When you think of France, do you think of French ceramics? Limoge typically comes to mind. But what about Sarreguimes, Creil and Montereau, or Moulin des Loups to name a few.
Whether you are maker conscious or not, what does stand out with French ceramics is often the sheer quirkiness. A sense of fun can often be found, or quite simply the unusual. For example, plates by Creil and Montereau often depict scenes of humour, moments in life or simply a talking point.
And then there are Apothecary Jars. (Definitely one of those ‘bring back‘ items!) Something France is quite famous for as well. Not only are they gorgeously shaped, but also beautifully decorated. And let’s talk about what they used to hold…
Because of course Apothecaries (Pharmacies in their day) made up all sorts of prescriptions from a truly wide variety of ingredients, many of which are these days not readily available if not illegal. How about a little snake venom mixed with cocaine?
(By the way if you are into quirky Apothecary jars, do look at French Vintage by Manue’s shop on Etsy. She often has some truly interesting pieces.
A little History
Between 1650 and 1680, Nevers faience was used to make the first blue and white items in the Chinese style to be created in France. Following the establishment of the French East India Company in 1664, factories in Normandy would then adopt Chinese designs. By the 1750s, French porcelain producers were gradually giving up their Chinese and Japanese designs in favor of creations more French in style.
The history of French ceramics truly takes off after kaolin was found near Limoges in the 1760s, the relocated royal-owned Sèvres plant became the pioneer in European porcelain design.
French Porcelain, Ceramics and Faience
We often refer to porcelain and ceramics interchangeably. For some it depends on what is being referred to, such as a plate or a tea cup. But France also uses the word faience when referring to these items as well. So what is the difference (without diving too far down the rabbit hole)?
The difference between ceramic and porcelain is in how its made. Both are made from clay, but porcelain’s clay is more refined and is fired at a higher temperature. Then we can move on to stoneware and earthenware. Both also made from clay, but fired at lower temperatures than porcelain or ceramics. Stoneware is non-porous, whilst earthenware is more porous. Both tend towards a more rustic style in look and design.

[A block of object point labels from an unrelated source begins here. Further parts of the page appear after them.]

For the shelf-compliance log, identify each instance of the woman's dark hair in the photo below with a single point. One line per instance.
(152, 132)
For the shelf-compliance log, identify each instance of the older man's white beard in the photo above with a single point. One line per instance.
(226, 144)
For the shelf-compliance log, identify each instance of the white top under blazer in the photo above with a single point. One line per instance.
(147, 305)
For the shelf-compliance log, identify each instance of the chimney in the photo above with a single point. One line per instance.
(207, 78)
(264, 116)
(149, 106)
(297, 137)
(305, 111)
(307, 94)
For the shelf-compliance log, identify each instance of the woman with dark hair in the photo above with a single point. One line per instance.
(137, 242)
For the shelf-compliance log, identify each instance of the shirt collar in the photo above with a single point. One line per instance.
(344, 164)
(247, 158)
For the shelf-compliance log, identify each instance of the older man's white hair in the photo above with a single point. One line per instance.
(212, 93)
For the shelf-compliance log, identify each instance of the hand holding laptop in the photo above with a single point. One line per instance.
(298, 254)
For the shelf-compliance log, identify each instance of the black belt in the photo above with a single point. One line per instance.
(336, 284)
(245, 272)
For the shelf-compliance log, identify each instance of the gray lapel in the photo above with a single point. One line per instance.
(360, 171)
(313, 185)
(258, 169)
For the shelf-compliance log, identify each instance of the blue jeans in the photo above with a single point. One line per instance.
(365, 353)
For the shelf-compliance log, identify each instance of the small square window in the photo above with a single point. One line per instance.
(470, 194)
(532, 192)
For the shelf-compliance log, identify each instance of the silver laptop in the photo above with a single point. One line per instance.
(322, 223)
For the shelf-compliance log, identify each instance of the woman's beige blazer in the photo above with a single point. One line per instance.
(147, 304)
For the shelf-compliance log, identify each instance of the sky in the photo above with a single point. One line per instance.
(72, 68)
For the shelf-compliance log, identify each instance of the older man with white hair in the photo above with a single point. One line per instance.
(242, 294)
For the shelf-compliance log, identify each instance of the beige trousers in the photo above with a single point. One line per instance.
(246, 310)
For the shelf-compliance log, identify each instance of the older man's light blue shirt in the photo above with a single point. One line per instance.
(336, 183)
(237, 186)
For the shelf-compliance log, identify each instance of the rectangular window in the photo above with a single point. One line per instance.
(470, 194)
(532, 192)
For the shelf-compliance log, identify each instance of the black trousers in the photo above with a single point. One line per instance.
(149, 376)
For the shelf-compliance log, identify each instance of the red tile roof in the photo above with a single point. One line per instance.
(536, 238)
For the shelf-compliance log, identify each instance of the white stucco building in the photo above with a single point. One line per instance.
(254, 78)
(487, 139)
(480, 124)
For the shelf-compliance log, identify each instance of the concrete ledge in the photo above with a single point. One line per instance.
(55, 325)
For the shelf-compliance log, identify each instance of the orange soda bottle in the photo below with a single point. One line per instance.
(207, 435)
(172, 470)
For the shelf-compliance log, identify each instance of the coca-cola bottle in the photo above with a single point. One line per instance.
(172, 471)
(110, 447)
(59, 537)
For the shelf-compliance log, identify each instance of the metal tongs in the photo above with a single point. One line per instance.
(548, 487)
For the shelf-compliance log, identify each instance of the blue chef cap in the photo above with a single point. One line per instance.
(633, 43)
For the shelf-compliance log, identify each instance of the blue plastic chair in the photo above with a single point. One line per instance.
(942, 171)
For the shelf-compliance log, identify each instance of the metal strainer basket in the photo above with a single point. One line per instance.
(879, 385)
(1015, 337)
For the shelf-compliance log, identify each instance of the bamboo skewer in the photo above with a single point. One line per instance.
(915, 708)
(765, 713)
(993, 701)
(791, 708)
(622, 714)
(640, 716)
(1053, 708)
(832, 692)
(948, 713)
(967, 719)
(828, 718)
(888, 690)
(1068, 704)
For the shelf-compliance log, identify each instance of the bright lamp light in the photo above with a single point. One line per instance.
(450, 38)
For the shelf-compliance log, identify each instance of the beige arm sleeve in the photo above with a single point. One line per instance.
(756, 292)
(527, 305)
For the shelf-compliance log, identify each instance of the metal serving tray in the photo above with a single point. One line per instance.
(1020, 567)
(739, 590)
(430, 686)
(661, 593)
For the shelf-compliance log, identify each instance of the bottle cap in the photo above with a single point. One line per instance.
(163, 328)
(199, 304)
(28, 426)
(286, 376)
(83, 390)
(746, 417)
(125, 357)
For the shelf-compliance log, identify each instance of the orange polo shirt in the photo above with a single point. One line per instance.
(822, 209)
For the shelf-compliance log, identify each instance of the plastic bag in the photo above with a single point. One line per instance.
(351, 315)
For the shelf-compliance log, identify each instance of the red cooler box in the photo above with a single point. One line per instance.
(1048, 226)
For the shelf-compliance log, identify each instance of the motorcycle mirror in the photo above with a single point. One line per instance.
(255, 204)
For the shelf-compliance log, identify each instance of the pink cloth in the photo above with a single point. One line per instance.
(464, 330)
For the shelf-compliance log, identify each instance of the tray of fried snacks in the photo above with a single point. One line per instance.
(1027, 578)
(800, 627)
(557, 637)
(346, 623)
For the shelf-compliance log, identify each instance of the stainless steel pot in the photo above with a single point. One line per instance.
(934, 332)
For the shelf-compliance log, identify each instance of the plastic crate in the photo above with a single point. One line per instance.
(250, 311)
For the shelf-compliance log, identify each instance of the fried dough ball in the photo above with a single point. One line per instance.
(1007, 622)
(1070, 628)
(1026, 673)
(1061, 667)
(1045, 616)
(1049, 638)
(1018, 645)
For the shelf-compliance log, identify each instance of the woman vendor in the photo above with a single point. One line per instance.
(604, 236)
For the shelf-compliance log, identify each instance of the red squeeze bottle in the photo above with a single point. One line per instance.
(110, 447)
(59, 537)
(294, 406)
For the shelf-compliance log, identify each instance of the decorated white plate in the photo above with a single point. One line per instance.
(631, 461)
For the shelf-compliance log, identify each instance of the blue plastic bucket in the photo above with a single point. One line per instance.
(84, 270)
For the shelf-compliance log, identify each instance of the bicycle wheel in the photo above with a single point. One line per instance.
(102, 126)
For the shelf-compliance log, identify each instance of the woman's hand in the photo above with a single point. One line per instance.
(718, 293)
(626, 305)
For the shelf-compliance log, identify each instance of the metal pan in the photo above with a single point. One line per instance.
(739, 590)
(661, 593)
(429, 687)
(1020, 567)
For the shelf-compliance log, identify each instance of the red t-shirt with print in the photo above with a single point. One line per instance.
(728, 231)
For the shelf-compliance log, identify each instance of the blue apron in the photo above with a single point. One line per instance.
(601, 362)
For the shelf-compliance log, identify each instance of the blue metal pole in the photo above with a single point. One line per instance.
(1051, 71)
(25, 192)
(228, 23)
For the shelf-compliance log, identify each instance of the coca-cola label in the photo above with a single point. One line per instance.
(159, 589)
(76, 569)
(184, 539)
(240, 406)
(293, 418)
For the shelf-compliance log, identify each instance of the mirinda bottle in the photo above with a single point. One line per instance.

And finally, faience. This word often gets used interchangeably with any of the above terms here in France, or particularly in referring to French ceramics, etc. What it really refers to is tin glazed pottery, a white pottery glaze that can be painted on. The blue and white Apothecary jars above in example might be called faience.
At Your Service
French ceramics, or whatever you wish to call it, of course comes in a variety of items, from Limoges little miniatures to the classic dinner services. Older services came complete with large tureens, bowls and all sorts of often unique serving items, as well as the actual plates.
These days not all the larger items may get used or even kept, but to have a dinner set of larger and smaller plates, and maybe the odd diamond plate (brilliant for asparagus) is still typical. And remember, in France the dinner plate is not monstrous. I like to refer to it as normal size. At least that’s my take on it.